Another major challenge is handling multipart uploads. S3 allows you to upload files in several parts, which can be great for performance, but coordinating those uploads invites its own issues. You have to make sure that all parts are uploaded successfully and in the correct order before finalizing the upload. If one part fails, I have to handle retries, which can be tricky if other processes are trying to write to the same object. This could lead to scenarios where I end up with incomplete files if my application isn't robust enough.
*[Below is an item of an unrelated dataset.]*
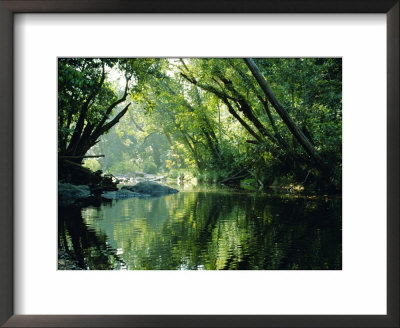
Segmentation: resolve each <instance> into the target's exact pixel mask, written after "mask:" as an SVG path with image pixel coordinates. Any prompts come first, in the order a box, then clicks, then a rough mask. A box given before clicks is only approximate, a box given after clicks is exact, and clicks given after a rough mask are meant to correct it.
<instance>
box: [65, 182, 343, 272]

We also have to talk about access management. When multiple users or processes are hitting S3 in parallel, you need to ensure that permissions are managed correctly. IAM policies can help with this, but they can also become a tangle of rules that are hard to manage across teams. If you misconfigure permissions, you risk unauthorized access or, conversely, lock out legitimate users at crucial times.

You might consider leaning on AWS Lambda to handle some pre- or post-processing when dealing with files, but that introduces a whole new layer of complexity around invocation, timeouts, and error handling. If my triggers don’t fire correctly or if I have a timeout in callbacks, my process could fail half-way, leaving a mess behind that’s tough to clean up.

Eventually, as your needs evolve, you might reach a point where S3 starts to feel like a misfit for your file locking requirements and concurrent access scenarios, forcing me to either build extensive infrastructure around it or rethink your approach entirely by considering alternatives better suited for collaborative or concurrent workloads. This often isn’t just about technology but understanding what’s best aligned with what I’m trying to achieve as a developer.